Both laboratory experiments and numerical simulation verify that enhanced CO2 injection in unconventional reservoirs can greatly enhance oil recovery and have great CO2 storage capacity, as shown in Table 3. The solubility of CO2 in oil is significantly affected by temperature and pressure, as shown in Figure 5 [29]. However, Alfarge et al. (2018) [67] compared the tertiary oil recovery growth rate of the above two research methods with that of the pilot area and concluded that the crude oil recovery rate of the pilot area was far lower than the results of laboratory experiments and numerical simulation. They also announced that molecular diffusion has played a role in improving CO2 injection recovery in tight reservoirs, but due to the low diffusion coefficient of CO2 molecules in the field, the diffusion mechanism has a delay effect in the field.

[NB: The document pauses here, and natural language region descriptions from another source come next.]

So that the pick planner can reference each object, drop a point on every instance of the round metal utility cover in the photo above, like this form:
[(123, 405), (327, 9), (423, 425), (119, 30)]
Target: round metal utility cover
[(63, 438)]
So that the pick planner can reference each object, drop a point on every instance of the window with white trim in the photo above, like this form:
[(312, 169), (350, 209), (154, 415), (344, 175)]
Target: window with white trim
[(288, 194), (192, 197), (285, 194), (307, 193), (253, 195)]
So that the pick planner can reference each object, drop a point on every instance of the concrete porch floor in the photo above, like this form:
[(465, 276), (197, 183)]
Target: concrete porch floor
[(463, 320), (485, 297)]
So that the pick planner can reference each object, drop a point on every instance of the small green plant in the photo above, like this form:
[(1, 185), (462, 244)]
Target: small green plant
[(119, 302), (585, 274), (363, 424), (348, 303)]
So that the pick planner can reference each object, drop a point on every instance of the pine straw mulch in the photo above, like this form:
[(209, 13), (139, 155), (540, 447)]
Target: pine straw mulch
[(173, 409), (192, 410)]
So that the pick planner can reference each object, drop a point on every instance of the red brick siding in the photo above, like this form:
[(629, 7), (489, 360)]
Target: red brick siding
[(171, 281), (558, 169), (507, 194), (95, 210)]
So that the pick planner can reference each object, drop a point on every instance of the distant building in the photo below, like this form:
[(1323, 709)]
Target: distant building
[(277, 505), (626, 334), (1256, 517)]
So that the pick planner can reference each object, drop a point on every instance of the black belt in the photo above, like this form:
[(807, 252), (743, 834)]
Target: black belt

2.2. Dissolution, Diffusion and Storage of CO2 and Brine

Nowadays, brine formation is the main place for the geological storage of CO2. Most of unconventional oil reservoirs are initially developed through hydraulic fracturing, and the CO2-WAG method is used for reservoir development during the production process. The storage mechanism of CO2 and brine is also crucial. The main mechanism is dissolution retention, mineralization reaction, physical trap, etc. Hydrodynamic diffusion and dissolution coefficient are the main controlling factors. When CO2 diffuses in brine, the effective range of dissolution is affected by the salinity of the water, and the amount of dissolved sequestration decreases with the increase of the salinity of the brine.
Philip S. Ringrose (2018) [73] mentioned that the Norwegian CCS has stored 22 metric tons of CO2 in the offshore brine aquifer since 1996, and the overall storage efficiency reached about 5% of the pore volume, of which the volume of CO2 dissolved in the brine phase accounts for about one-tenth of the volume. Wei Liu (2021) [74] studied the diffusion of CO2 in the oil–water liquid phase system through microscopic experiments and simulations, as shown in Figure 6. The study showed that temperature and pressure are the key influencing factors. With the increase of pressure and temperature, the CO2 diffusion coefficient increases correspondingly. Danchen Li (2021) [75] studied the efficiency of simultaneous CO2 release and storage in ultralow permeability (<1 mD) core samples from the Yanchang Formation in the Ordos Basin, China with different injection strategies of continuous gas flooding, alternating water injection and cyclic gas injection. They claim that WAG achieves high CO2 storage goals while achieving high recovery. Mohamed Khather (2019) [76] believes that during CO2-EOR in carbonate reservoirs, the formation water is carbonated by CO2, dissolving the main constituent minerals of carbonate reservoirs, as shown in Figure 7. Dongfeng Zhao (2021) [77] believed that pore-throat structure and permeability changes caused by precipitation and rock matrix dissolution are serious problems for enhanced oil recovery. The experimental results show that pressure has a great influence on the production of precipitation, and there is no precipitation near gas injection wells with high pressure, while a large amount of carbonate deposits is produced near low-pressure production wells. Reservoir pressure, temperature, and brine concentration all directly affect the CO2 dissolution process in brine. Valle L M (2020) [78] believes that the heterogeneity of the formation will affect the liquid phase migration and its ability to store CO2, through experiments. It proved that due to the dissolution-precipitation phenomenon of carbonate, CO2 dissolution contributes to the increase of injection capacity and is conducive to storage sealing and storage capacity. The higher the salt concentration of brine, the lower the dissolved CO2 and the slower the diffusion rate, but the influence of pressure and temperature is greater than that of salt concentration.
In CO2 geological storage, experimental research and numerical simulation results have proved that brine I s an important site for CO2 storage with the advantages of large storage volume, long storage time and wide distribution of storage sites, as shown in Table 4.
The effects of CO2 sequestered in the formation fluid can be reflected by the interaction between CO2 and the formation fluid, and the degree of influence can be shown in oil recovery, the solubility of CO2 and the diffusion coefficient [84,85,86]. Comprehensive indoor experiments and numerical simulations were used to demonstrate the effectiveness of CO2 storage in formation fluids [87,88,89]. However, it is important to consider whether the heterogeneity of the complex matrix fracture of the actual reservoir has an effect on the amount of storage during various studies.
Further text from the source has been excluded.